Cega's APYs Explained
How are Cega's APYs calculated and why they fluctuate
Cega generates yield for users from options premiums. The premiums received from selling the options is entirely distributed as yield to vault participants.
Yield is often expressed by MMs as annualized value called the APR, “Annual Percentage Rate”. It is calculated by taking:
(1) the dollar value of the coupons (i.e. options premium paid to vault users) over 27 days
(2) dividing by the initial investment notional amount
(3) annualizing the percentage (meaning multiplying by approximately 12). Because Cega vaults create compounded returns by rolling over users’ yield and initial investment from month to month, the APY is calculated from the APR to reflect the compounded returns after one year.
What are the factors that impact yield?
The yield of exotic options can be impacted by several factors, including:
Volatility: The level of volatility in the market also affects the yield of exotic options. Options on assets that are more volatile tend to have higher premiums and yields, as the buyer of the option is willing to pay more for the right to buy or sell an underlying asset at a specified price in a potentially volatile market.
Strike price: The strike price of the option also affects the yield. Options with strike prices that are closer to current asset prices tend to have higher premiums and therefore, higher yields. This is because options with higher strike prices are considered to be more likely to be exercised, and as a result, the seller of the option is able to charge a higher premium.

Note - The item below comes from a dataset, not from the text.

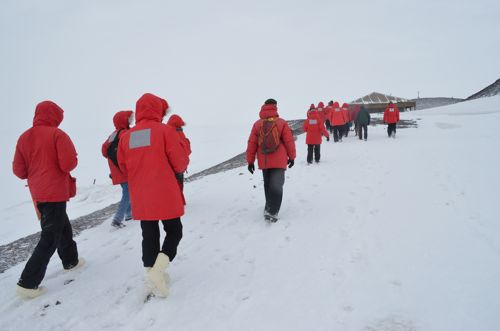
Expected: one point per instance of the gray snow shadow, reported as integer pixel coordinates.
(445, 126)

Expiration date: The expiration date of the option also impacts the yield. Options that expire sooner tend to have lower premiums and therefore, lower yields, while options with longer expiration dates tend to have higher premiums and yields. This is because options with longer expiration dates provide the buyer with more time to realize a profit, and as a result, the seller of the option can charge a higher premium.
Expiration exotic features: The expiration date of an exotic option can be complex itself. For example an exotic option can give the opportunity to exercise at any time and date before expiry whereas its distant relative, the vanilla option, can only be exercised once at expiry, making it less expensive and hence providing less chance for high yield.
Complexity of the underlying basket: The more complex the underlying basket is, the more potential for volatility it has, and the higher the yield. For example, an option on the worst performer of a basket will tend to be more volatile that an option on the average of a basket, hence providing more yield.
Credit risk: The risk that a borrower may default on a loan or debt, which can affect the lender’s expected rate of return. Generally, lenders demand a higher APY for higher credit risk borrowers to compensate for the additional risk of default. However, the products offered by Cega do not involve any credit risk from bonds in the structure.